Connu pour sa cuisine gastronomique et son restaurant de South Yarra, qui est l'un des 2 restaurants  australiens des Relais et Châteaux, Jacques Reymond passera la main à son second chef à la fin de l'année après 21 ans de vie derrière les fourneaux.  Non pour se reposer, mais pour développer d'autres activités  toujours en connexion avec la cuisine. Arrivé à Melbourne il y a trente ans, Jacques Reymond admet avoir eu besoin de 5 ans pour s'habituer à ce nouveau pays, qui lui  a permis de faire la cuisine qu'il aime loin des carcans de la haute cuisine française. Un défi qu'il a relevé avec brio, puisque son restaurant, appelé Jacques Reymond restaurant, a 3 étoiles. Rencontre avec ce chef hors pair

Lepetitjournal.com/Melbuorne - Vous décrivez sur votre site faire une cuisine innovatrice et contemporaine. Vous pouvez donner des exemples ou expliquer un peu ?
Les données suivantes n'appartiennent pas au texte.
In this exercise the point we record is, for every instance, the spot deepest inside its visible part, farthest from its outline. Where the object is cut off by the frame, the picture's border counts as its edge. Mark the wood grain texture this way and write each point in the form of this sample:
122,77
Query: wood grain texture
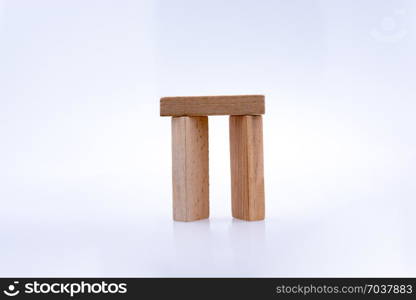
247,172
212,105
190,174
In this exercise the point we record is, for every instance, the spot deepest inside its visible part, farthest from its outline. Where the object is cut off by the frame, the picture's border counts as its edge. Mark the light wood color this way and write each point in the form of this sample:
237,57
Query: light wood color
190,168
247,173
212,105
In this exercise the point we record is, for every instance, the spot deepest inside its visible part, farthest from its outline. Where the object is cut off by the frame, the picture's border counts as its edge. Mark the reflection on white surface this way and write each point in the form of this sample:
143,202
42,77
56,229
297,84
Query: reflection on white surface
343,243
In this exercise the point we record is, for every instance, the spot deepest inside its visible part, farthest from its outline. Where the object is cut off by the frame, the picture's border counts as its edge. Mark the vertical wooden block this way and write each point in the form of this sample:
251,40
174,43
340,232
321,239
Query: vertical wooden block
190,168
247,172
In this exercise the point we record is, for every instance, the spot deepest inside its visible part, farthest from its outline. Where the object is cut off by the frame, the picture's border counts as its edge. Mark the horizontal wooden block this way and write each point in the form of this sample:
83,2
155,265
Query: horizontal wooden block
212,105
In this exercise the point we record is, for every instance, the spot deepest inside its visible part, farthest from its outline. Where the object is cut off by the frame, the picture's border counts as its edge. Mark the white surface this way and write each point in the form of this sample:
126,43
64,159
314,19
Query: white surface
85,187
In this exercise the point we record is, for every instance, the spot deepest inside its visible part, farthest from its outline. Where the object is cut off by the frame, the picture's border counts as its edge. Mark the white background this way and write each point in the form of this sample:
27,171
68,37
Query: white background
85,161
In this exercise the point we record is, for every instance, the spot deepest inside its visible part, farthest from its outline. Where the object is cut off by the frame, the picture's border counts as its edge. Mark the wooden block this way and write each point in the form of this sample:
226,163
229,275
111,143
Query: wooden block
190,168
212,105
247,173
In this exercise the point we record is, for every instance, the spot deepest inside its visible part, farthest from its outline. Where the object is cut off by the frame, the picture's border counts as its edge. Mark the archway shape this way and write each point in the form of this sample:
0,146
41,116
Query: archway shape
190,167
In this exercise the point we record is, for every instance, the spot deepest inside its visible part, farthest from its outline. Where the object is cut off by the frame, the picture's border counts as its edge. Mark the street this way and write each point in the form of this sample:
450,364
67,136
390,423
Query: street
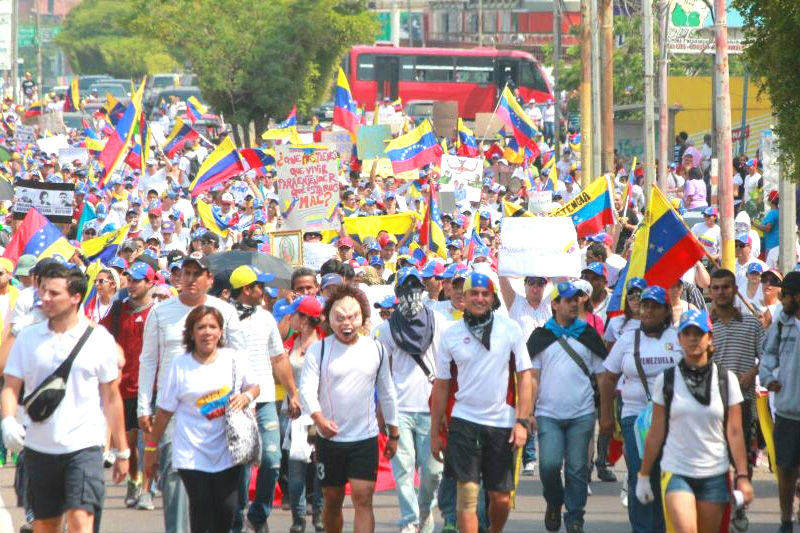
605,514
Jacques Reymond - Oui, c'est-à-dire que nous ne faisons pas de la cuisine française, nous faisons une cuisine qui est très moderne. Ce n'est pas moi qui le dis, ce sont les journalistes et le public. La définition de ma cuisine, c'est  une cuisine ultra-moderne qui n'utilise que des produits australiens. Pour nous c'est de la cuisine moderne australienne, avec une très très grande influence asiatique. Nous n'utilisons pas de fond : pas de crème, pas de beurre, nous respectons le produit naturel par lui-même et avec beaucoup de parfums autour des plats.

Jacques Reymond c'est une marque familiale, votre famille et votre restaurant sont très liés. Vos 4 enfants et votre femme travaillent avec vous ?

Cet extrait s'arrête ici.